Rebuilding Elasticsearch Index

On this page

  1. Problem
  2. Solution
    1. Scale down the Elasticsearch and CluedIn
    2. Delete the Elasticsearch persistent volume
    3. Scale up the Elasticsearch
    4. Scale up CluedIn
    5. Reprocess the entities

Problem

Elasticsearch index is corrupt or lost. How can I save my data?

Solution

Don’t worry; your data is not lost and still exists in Neo4j and Microsoft SQL Server databases. You can restore the Elasticsearch index by reprocessing CluedIn entities.

If the index is completely broken, it can be easier just to clear the disk and build a new index.

In this article, we will show you how to do that. Please, keep in mind that the operations listed below are dangerous. Therefore you should be careful and understand what these operations do.

The commands also depend on your setup and can be slightly different. Further, we assume that CluedIn is installed with a standard Helm chart in a cluedin namespace.

Scale down the Elasticsearch and CluedIn

kubectl scale deployments --selector app=cluedin --replicas=0 -n cluedin;
kubectl scale statefulsets --selector app=elasticsearch-master --replicas=0 -n cluedin;

After this step, you should not see any Elasticsearch or CluedIn -server, -processing, or -crawler pods.

Delete the Elasticsearch persistent volume

kubectl get pv

You will see a persistent volume with a claim named like default/elasticsearch-master.
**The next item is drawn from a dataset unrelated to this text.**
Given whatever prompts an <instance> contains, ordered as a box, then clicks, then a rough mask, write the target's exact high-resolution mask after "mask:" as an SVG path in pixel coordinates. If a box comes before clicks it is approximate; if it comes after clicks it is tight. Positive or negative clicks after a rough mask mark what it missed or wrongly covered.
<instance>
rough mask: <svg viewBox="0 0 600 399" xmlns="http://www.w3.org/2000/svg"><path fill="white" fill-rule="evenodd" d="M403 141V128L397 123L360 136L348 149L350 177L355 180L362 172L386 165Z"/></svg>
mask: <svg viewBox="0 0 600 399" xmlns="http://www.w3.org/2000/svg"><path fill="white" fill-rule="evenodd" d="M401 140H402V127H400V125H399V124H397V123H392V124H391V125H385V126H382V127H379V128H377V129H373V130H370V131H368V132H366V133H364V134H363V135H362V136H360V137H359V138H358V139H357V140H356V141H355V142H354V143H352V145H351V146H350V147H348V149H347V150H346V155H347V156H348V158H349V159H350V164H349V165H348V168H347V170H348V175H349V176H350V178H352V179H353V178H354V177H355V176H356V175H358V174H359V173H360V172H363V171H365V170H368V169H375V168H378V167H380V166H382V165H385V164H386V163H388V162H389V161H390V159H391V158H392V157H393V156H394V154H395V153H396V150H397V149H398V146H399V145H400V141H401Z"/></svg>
Remember its name.

Delete the Elasticsearch persistent volume:

kubectl delete pv default/elasticsearch-master -n cluedin

Scale up the Elasticsearch

It’s important to do it before you scale up CluedIn deployments.

kubectl scale statefulsets --selector app=elasticsearch-master --replicas=1 -n cluedin

After this step, a new persistent volume will be created.

Scale up CluedIn

kubectl scale deployments --selector app=cluedin --replicas=1 -n cluedin

You will see that CluedIn is running, but there are no entities in the UI.

Reprocess the entities

Now, you can reprocess the entities. However, to not overload the queue, we recommend doing it separately for each entity type:

curl \
  --location \
  --request GET '{url}/api/api/admin/commands/process/all/entityType/?organizationId={orgid}&entityType={entitytype}&minsize=0' \
  --header 'Content-Type: application/json' \
  --header 'Authorization: Bearer ...

For more details about the API calls, please refer to the API documentation.